Let $A\subset\mathbb{R}^n$ be a countable (and finite) set of Real-valued $N$-dimensional vectors. The Lebesgue measure of this set $A$, denoted $\lambda(A)$, is just $\lambda(A)=0$ because the Lebesgue measure assigns measure zero to all countable subsets. The Dirac measure of this set $A$, denoted $\delta(A)$, may or may not be zero, since:
\begin{gather}
\delta_x(A)=
\begin{cases}
1&\text{if }x\in A\\
0&\text{if }x\notin A
\end{cases}
\end{gather}
for some $x\in\mathbb{R}^n$. My first question is this: in case they exist, can you provide examples of other measures that are not the Dirac one, that can be positive for some countable set $A\subset\mathbb{R}^n$?

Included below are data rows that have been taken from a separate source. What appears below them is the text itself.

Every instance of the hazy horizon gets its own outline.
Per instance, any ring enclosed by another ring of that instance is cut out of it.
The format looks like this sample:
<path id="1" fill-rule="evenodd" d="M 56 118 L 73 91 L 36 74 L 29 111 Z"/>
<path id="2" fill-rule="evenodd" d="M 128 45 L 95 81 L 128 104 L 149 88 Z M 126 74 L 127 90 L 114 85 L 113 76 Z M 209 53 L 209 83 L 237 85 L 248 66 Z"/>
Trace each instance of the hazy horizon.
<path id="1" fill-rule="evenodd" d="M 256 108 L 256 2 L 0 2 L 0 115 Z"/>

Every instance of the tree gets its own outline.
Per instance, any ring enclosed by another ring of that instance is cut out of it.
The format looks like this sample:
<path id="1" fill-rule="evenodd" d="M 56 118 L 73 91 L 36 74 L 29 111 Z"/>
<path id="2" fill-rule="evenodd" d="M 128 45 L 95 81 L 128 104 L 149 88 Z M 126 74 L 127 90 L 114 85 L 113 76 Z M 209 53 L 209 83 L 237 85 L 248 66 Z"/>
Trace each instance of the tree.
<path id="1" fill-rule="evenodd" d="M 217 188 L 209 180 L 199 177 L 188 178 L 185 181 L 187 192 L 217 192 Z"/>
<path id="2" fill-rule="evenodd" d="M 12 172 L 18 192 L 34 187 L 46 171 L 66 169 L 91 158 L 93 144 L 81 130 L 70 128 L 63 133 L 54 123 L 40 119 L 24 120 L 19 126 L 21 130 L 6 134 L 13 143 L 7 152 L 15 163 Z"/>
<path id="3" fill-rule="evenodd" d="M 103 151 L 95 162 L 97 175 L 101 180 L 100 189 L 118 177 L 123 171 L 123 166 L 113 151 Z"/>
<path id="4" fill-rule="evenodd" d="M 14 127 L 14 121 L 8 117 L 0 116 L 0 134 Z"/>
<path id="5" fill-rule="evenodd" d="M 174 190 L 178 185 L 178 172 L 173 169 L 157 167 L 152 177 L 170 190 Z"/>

BONUS QUESTION: consider some (possibly uncountable and infinite) set $B\subset\mathbb{R}^N$ and consider this construction:
\begin{gather}
\delta_B'(A)=
\begin{cases}
1&\text{if }A\cap B\neq\emptyset\\
0&\text{if }A\cap B=\emptyset
\end{cases}
\end{gather}
My bonus question is as follows: is the construction $\delta_B'(A)$ a measure? Why or why not?
EDIT: While $\delta_B'$ satisfies the properties of 'non-negativity' and 'null empty set', I think it fails to satisfy 'countable additivity'. Consider two sets $A,A'\subset\mathbb{R}^N$ such that $A\cap A'=\emptyset$ yet $A\cap B\neq\emptyset$ and $A'\cap B\neq\emptyset$. Then, $\delta_B'(A)=1$, $\delta_B'(A')=1$ and $\delta_B'(A\cup A')=1$. However, $\delta_B'(A)+\delta_B'(A')=2$, thus implying $\delta_B'(A\cup A')\neq\delta_B'(A)+\delta_B'(A')$ and therefore countable additivity fails to be satisfied. Is this reasoning correct?
Best Answer
Your analysis of $\delta_B'$ is accurate.
Seperately, measures of the sort you seek do not really exist. Suppose $C$ is a countable set with $\mu(C)>0$. Suppose moreover that, for each $x\in C$, the set $\{x\}$ is measurable. Then, by countable additivity, we must have $\mu=\sum_{x\in C}{\mu(\{x\})\delta_x}$ (as measures on $C$). So any countably-supported measure on $\mathbb{R}^n$ with the Lebesgue $\sigma$-algebra is expressible in terms of Dirac masses.
But that caveat about $\sigma$-algebras cannot be removed! For example, consider the set $\mathbb{Z}^+\times\{0,1\}$, with the $\sigma$-algebra $\{S\times\{0,1\}:S\subseteq\mathbb{Z}^+\}$. (That is, any measurable set cannot determine the second coordinate.) Dirac masses aren't measures with respect to this $\sigma$-algebra, so (for example) the measure $$\mu(S\times\{0,1\})=\sum_{s\in S}{2^{-s}}$$ cannot be written in terms of them.